Do you want to build your financial data science skills? Whether you’re doing this to become a Financial Data Scientist, or to leverage the power of Financial Data Science for your own investments – take your pick from the finance data science projects we’ve created below and build your knowledge and skills as you work on them.
Projects get progressively more challenging as you go further down. Do you have what it takes to complete all the projects?
All of these finance data science projects can be worked on using any/all of the following tools:
- Microsoft Excel® / Google Sheets
- Python
- R
- MATLAB
For the Advanced Level Projects, in particular, we strongly recommend using a programming language instead of Excel® / Google Sheets. It’s possible to work on them using Excel® / Google Sheets, but it’s far from efficient to do so.
Beginner Level Finance Data Science Projects
Project B-1: Calculate Stock Returns
Discover powerful concepts like the Random Walk with this simple project on calculating stock returns.
💼 Project Brief
Calculate historical stock returns for a stock of your choice.
Plot out a line chart of the stock’s historic returns. This will also help you later on, when you’re working on the Intermediate Level Financial Data Science Projects (particularly, Project I-4).
☑️ What You’ll Need
To successfully complete this project, you’ll need access to historical price data for at least 1 stock of your choice.
Historical data for stock prices are available from Yahoo! Finance or from Google Sheets using the GOOGLEFINANCE() function.
Since this is a Beginner Level Project, we’re not suggesting the use of APIs to extract data programmatically. This is covered in an Intermediate Level Project, I-1. If you’re already comfortable using an API to extract data programmatically, feel free to do so for this project, too.
If you’re not sure how to calculate stock returns, check out the article linked.
⏳ Expected Time To Complete
Approximately 30-60 minutes, depending on your experience of working with stock price data.

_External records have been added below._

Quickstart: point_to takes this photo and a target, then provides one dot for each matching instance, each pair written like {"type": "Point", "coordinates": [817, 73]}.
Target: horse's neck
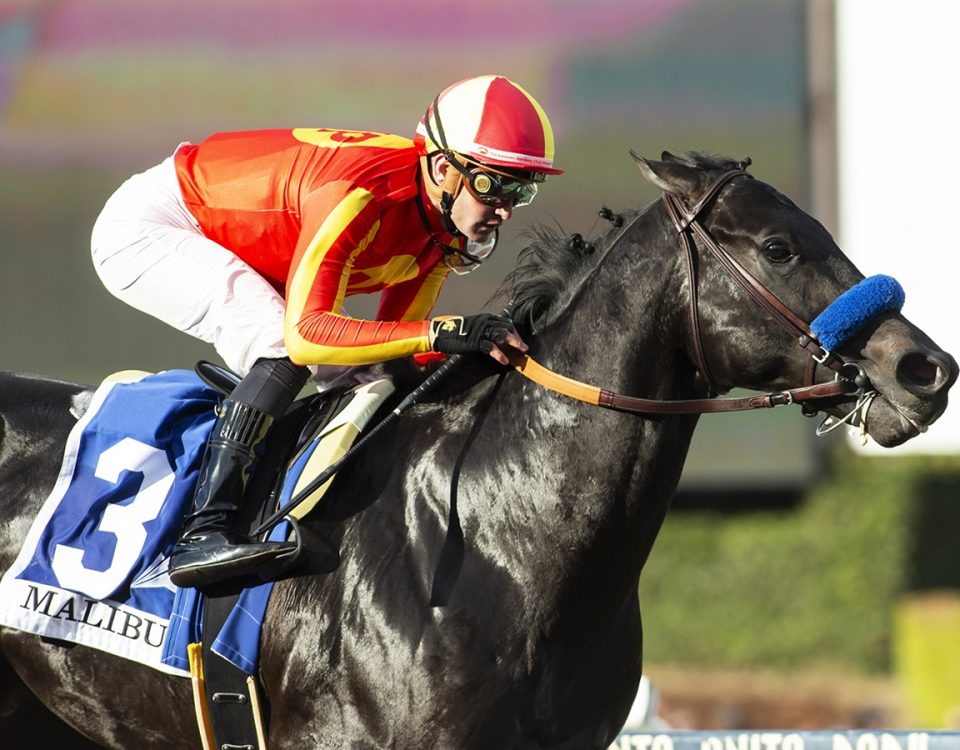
{"type": "Point", "coordinates": [593, 484]}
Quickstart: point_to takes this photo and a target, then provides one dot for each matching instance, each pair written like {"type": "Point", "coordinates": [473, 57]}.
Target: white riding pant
{"type": "Point", "coordinates": [149, 252]}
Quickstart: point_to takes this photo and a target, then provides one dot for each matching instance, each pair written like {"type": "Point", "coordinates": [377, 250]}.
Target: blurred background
{"type": "Point", "coordinates": [800, 582]}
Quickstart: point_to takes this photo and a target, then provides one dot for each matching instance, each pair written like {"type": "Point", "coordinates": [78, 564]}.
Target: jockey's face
{"type": "Point", "coordinates": [478, 221]}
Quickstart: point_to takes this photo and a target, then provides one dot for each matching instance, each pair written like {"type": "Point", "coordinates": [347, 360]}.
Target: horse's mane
{"type": "Point", "coordinates": [551, 266]}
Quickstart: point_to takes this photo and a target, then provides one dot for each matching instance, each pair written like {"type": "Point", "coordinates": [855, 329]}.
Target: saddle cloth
{"type": "Point", "coordinates": [92, 569]}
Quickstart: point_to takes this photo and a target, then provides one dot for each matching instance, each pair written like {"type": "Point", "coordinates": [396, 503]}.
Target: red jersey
{"type": "Point", "coordinates": [322, 215]}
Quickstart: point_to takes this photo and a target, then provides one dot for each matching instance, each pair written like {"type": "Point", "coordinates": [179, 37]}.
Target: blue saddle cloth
{"type": "Point", "coordinates": [92, 569]}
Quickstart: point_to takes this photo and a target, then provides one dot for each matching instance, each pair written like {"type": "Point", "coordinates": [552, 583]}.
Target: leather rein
{"type": "Point", "coordinates": [688, 226]}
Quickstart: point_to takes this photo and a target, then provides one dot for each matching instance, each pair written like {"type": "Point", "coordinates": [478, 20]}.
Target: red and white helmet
{"type": "Point", "coordinates": [491, 120]}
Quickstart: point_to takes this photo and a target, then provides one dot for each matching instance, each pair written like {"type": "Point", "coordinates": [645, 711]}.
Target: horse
{"type": "Point", "coordinates": [539, 644]}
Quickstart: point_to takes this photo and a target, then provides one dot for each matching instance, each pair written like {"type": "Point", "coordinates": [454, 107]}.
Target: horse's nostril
{"type": "Point", "coordinates": [920, 371]}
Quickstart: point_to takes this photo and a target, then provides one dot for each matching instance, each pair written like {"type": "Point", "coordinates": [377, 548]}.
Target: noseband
{"type": "Point", "coordinates": [687, 224]}
{"type": "Point", "coordinates": [849, 378]}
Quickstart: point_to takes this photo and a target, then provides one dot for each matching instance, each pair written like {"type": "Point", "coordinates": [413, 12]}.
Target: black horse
{"type": "Point", "coordinates": [560, 502]}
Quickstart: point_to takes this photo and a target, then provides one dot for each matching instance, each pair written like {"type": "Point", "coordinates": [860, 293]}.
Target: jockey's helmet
{"type": "Point", "coordinates": [496, 137]}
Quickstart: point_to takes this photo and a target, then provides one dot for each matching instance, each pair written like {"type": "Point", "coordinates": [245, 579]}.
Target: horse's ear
{"type": "Point", "coordinates": [671, 176]}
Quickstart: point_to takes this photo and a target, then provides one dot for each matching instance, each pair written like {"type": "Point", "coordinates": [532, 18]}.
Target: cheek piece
{"type": "Point", "coordinates": [856, 307]}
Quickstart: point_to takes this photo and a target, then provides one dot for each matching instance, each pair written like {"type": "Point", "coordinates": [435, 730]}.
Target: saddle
{"type": "Point", "coordinates": [315, 433]}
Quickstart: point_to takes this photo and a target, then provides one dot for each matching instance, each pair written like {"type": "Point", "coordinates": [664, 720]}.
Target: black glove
{"type": "Point", "coordinates": [469, 334]}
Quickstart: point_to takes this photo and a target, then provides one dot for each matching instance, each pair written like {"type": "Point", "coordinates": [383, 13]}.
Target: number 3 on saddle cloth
{"type": "Point", "coordinates": [92, 569]}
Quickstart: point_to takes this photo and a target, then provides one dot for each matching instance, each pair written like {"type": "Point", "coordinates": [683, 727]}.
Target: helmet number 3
{"type": "Point", "coordinates": [125, 522]}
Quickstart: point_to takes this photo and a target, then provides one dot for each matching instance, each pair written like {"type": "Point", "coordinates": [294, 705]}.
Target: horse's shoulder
{"type": "Point", "coordinates": [25, 396]}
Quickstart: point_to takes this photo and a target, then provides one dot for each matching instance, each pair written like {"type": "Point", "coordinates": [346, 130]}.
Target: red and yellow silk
{"type": "Point", "coordinates": [323, 215]}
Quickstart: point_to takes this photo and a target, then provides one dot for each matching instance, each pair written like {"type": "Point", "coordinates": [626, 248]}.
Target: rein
{"type": "Point", "coordinates": [687, 223]}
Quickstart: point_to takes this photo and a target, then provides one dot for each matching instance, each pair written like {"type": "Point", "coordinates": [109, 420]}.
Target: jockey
{"type": "Point", "coordinates": [252, 240]}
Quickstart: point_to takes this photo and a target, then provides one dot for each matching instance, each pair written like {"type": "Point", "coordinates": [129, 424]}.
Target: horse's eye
{"type": "Point", "coordinates": [777, 251]}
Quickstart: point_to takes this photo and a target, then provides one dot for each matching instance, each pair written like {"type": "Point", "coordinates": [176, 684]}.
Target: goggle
{"type": "Point", "coordinates": [495, 188]}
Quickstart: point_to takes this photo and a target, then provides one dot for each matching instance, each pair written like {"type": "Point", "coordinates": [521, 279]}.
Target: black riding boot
{"type": "Point", "coordinates": [210, 550]}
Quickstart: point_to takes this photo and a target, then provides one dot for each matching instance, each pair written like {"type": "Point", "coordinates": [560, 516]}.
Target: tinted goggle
{"type": "Point", "coordinates": [495, 188]}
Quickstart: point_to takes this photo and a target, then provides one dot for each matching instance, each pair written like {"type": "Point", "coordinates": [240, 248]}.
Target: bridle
{"type": "Point", "coordinates": [849, 378]}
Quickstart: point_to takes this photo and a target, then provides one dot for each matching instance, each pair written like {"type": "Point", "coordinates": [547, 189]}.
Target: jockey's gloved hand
{"type": "Point", "coordinates": [473, 334]}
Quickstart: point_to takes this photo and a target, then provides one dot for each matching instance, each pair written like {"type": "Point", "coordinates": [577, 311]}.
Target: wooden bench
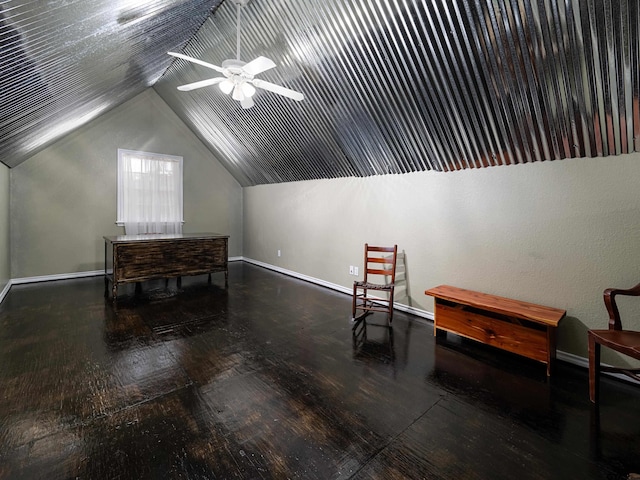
{"type": "Point", "coordinates": [518, 327]}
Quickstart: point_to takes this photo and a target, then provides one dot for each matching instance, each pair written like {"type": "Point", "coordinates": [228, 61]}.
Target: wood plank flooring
{"type": "Point", "coordinates": [265, 380]}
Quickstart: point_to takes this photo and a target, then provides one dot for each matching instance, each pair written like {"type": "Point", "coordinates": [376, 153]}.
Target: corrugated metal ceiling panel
{"type": "Point", "coordinates": [391, 86]}
{"type": "Point", "coordinates": [63, 63]}
{"type": "Point", "coordinates": [397, 86]}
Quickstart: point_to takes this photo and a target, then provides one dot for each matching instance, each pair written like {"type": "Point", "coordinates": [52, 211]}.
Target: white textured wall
{"type": "Point", "coordinates": [555, 233]}
{"type": "Point", "coordinates": [63, 199]}
{"type": "Point", "coordinates": [5, 273]}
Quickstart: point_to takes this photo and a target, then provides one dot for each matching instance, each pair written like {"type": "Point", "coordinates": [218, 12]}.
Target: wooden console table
{"type": "Point", "coordinates": [136, 258]}
{"type": "Point", "coordinates": [518, 327]}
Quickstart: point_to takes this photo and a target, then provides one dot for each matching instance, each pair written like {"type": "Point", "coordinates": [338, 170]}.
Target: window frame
{"type": "Point", "coordinates": [122, 153]}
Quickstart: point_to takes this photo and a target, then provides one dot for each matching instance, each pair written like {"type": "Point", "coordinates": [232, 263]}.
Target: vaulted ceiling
{"type": "Point", "coordinates": [391, 86]}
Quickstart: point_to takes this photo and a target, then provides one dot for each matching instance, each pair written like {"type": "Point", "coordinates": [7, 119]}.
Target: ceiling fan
{"type": "Point", "coordinates": [239, 77]}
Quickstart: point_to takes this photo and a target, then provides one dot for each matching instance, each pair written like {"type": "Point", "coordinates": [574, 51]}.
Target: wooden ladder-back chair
{"type": "Point", "coordinates": [616, 338]}
{"type": "Point", "coordinates": [378, 262]}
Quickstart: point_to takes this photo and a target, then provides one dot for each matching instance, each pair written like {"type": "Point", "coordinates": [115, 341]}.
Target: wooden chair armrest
{"type": "Point", "coordinates": [612, 308]}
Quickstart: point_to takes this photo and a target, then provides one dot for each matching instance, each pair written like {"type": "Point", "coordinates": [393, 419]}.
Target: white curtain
{"type": "Point", "coordinates": [150, 193]}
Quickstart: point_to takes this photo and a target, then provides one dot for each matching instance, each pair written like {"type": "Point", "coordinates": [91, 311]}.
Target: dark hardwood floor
{"type": "Point", "coordinates": [265, 380]}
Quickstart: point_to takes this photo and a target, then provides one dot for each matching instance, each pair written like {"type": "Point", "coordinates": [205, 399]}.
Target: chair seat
{"type": "Point", "coordinates": [373, 286]}
{"type": "Point", "coordinates": [625, 341]}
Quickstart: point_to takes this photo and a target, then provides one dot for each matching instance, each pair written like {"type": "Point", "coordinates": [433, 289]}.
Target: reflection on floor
{"type": "Point", "coordinates": [266, 380]}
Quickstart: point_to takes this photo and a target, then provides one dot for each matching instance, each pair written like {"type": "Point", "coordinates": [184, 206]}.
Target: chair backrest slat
{"type": "Point", "coordinates": [384, 265]}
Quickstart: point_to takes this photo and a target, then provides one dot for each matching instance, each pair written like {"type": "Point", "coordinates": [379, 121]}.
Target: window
{"type": "Point", "coordinates": [149, 192]}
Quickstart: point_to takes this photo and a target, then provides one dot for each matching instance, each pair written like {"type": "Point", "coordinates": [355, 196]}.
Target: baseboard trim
{"type": "Point", "coordinates": [59, 276]}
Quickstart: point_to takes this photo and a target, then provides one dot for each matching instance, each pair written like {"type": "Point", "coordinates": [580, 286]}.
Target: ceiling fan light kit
{"type": "Point", "coordinates": [239, 77]}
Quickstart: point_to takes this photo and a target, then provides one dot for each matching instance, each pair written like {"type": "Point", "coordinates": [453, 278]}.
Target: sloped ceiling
{"type": "Point", "coordinates": [391, 86]}
{"type": "Point", "coordinates": [65, 62]}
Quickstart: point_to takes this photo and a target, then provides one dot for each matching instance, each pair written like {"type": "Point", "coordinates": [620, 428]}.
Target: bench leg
{"type": "Point", "coordinates": [594, 370]}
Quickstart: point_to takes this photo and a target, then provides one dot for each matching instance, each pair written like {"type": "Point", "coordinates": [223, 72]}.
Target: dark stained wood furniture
{"type": "Point", "coordinates": [379, 263]}
{"type": "Point", "coordinates": [615, 338]}
{"type": "Point", "coordinates": [136, 258]}
{"type": "Point", "coordinates": [518, 327]}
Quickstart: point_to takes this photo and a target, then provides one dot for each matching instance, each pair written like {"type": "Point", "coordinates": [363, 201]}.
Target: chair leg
{"type": "Point", "coordinates": [594, 370]}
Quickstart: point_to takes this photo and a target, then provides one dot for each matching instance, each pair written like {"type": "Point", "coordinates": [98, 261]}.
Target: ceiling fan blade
{"type": "Point", "coordinates": [201, 83]}
{"type": "Point", "coordinates": [258, 65]}
{"type": "Point", "coordinates": [272, 87]}
{"type": "Point", "coordinates": [237, 93]}
{"type": "Point", "coordinates": [199, 62]}
{"type": "Point", "coordinates": [247, 102]}
{"type": "Point", "coordinates": [226, 86]}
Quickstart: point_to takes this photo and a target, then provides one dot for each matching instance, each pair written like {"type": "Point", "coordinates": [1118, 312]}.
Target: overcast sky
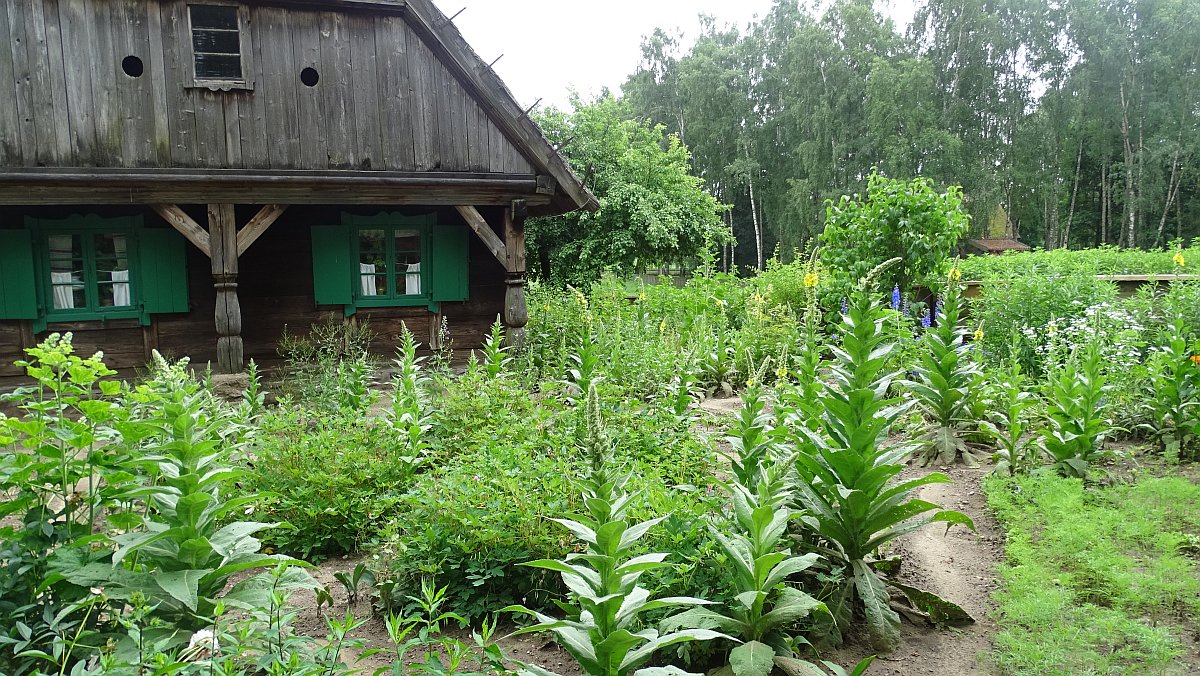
{"type": "Point", "coordinates": [551, 46]}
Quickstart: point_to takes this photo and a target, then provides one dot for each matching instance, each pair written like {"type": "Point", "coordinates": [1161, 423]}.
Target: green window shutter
{"type": "Point", "coordinates": [333, 274]}
{"type": "Point", "coordinates": [18, 285]}
{"type": "Point", "coordinates": [162, 269]}
{"type": "Point", "coordinates": [449, 277]}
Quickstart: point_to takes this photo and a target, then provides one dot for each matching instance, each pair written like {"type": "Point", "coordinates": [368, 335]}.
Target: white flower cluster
{"type": "Point", "coordinates": [1117, 330]}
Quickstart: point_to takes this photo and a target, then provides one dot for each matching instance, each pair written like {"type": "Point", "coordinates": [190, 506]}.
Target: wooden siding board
{"type": "Point", "coordinates": [11, 153]}
{"type": "Point", "coordinates": [103, 76]}
{"type": "Point", "coordinates": [424, 119]}
{"type": "Point", "coordinates": [156, 70]}
{"type": "Point", "coordinates": [396, 95]}
{"type": "Point", "coordinates": [279, 87]}
{"type": "Point", "coordinates": [46, 115]}
{"type": "Point", "coordinates": [73, 22]}
{"type": "Point", "coordinates": [48, 12]}
{"type": "Point", "coordinates": [180, 111]}
{"type": "Point", "coordinates": [365, 89]}
{"type": "Point", "coordinates": [335, 73]}
{"type": "Point", "coordinates": [23, 87]}
{"type": "Point", "coordinates": [131, 37]}
{"type": "Point", "coordinates": [306, 54]}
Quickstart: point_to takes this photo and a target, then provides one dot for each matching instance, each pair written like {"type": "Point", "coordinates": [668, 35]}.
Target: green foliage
{"type": "Point", "coordinates": [651, 208]}
{"type": "Point", "coordinates": [330, 368]}
{"type": "Point", "coordinates": [1105, 259]}
{"type": "Point", "coordinates": [895, 219]}
{"type": "Point", "coordinates": [335, 479]}
{"type": "Point", "coordinates": [1173, 400]}
{"type": "Point", "coordinates": [945, 374]}
{"type": "Point", "coordinates": [1011, 422]}
{"type": "Point", "coordinates": [1047, 305]}
{"type": "Point", "coordinates": [1077, 414]}
{"type": "Point", "coordinates": [1096, 579]}
{"type": "Point", "coordinates": [126, 534]}
{"type": "Point", "coordinates": [603, 629]}
{"type": "Point", "coordinates": [845, 467]}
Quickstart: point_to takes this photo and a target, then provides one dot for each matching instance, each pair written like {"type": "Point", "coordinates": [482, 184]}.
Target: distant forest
{"type": "Point", "coordinates": [1069, 123]}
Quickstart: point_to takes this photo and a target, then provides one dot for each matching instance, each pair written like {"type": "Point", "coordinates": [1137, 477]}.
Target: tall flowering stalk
{"type": "Point", "coordinates": [942, 383]}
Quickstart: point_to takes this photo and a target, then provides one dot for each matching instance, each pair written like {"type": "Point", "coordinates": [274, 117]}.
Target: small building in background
{"type": "Point", "coordinates": [1001, 237]}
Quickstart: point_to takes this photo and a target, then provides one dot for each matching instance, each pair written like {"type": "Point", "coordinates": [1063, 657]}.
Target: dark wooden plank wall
{"type": "Point", "coordinates": [276, 292]}
{"type": "Point", "coordinates": [383, 100]}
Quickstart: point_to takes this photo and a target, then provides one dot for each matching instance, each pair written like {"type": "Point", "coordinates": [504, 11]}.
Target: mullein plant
{"type": "Point", "coordinates": [765, 608]}
{"type": "Point", "coordinates": [1077, 413]}
{"type": "Point", "coordinates": [409, 416]}
{"type": "Point", "coordinates": [1011, 420]}
{"type": "Point", "coordinates": [604, 630]}
{"type": "Point", "coordinates": [1174, 404]}
{"type": "Point", "coordinates": [845, 470]}
{"type": "Point", "coordinates": [942, 381]}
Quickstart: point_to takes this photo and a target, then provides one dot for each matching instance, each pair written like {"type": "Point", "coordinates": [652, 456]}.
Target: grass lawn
{"type": "Point", "coordinates": [1103, 580]}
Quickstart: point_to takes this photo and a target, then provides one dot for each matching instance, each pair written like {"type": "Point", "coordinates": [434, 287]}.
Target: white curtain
{"type": "Point", "coordinates": [64, 295]}
{"type": "Point", "coordinates": [413, 279]}
{"type": "Point", "coordinates": [367, 276]}
{"type": "Point", "coordinates": [121, 288]}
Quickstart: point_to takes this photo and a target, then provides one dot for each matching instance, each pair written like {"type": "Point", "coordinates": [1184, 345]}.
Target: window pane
{"type": "Point", "coordinates": [66, 252]}
{"type": "Point", "coordinates": [373, 262]}
{"type": "Point", "coordinates": [408, 262]}
{"type": "Point", "coordinates": [216, 41]}
{"type": "Point", "coordinates": [214, 16]}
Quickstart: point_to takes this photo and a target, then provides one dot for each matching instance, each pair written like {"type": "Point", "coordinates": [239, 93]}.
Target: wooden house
{"type": "Point", "coordinates": [192, 175]}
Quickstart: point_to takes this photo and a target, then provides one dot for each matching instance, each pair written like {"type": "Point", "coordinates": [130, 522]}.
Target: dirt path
{"type": "Point", "coordinates": [959, 566]}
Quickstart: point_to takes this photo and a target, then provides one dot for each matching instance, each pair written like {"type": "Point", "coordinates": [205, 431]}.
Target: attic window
{"type": "Point", "coordinates": [219, 48]}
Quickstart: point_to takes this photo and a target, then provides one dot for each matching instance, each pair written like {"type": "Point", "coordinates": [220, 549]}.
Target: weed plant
{"type": "Point", "coordinates": [942, 382]}
{"type": "Point", "coordinates": [603, 629]}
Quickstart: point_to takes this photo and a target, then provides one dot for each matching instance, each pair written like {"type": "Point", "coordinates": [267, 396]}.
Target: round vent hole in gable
{"type": "Point", "coordinates": [132, 66]}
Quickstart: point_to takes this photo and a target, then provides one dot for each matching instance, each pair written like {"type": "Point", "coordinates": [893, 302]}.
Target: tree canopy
{"type": "Point", "coordinates": [1079, 118]}
{"type": "Point", "coordinates": [652, 209]}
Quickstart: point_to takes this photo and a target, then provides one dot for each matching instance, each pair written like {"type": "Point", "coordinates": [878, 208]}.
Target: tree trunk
{"type": "Point", "coordinates": [1173, 191]}
{"type": "Point", "coordinates": [1065, 241]}
{"type": "Point", "coordinates": [1104, 204]}
{"type": "Point", "coordinates": [757, 227]}
{"type": "Point", "coordinates": [1131, 203]}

Project B-2: Calculate The Total Risk of a Stock
💼 Project Brief
Calculate the total risk of your chosen stock using historical data for stock prices.
☑️ What You’ll Need
To successfully complete this project, you’ll need access to historical stock price data for at least 1 stock of your choice. Historical stock price data is available from Yahoo! Finance. Ideally, you should use the same stock you used in Project B-1. This will allow you to compare the stock’s returns (or expected returns) with its total risk.
⏳ Expected Time To Complete
Approximately 30-60 minutes, depending on your experience of working with stock price data.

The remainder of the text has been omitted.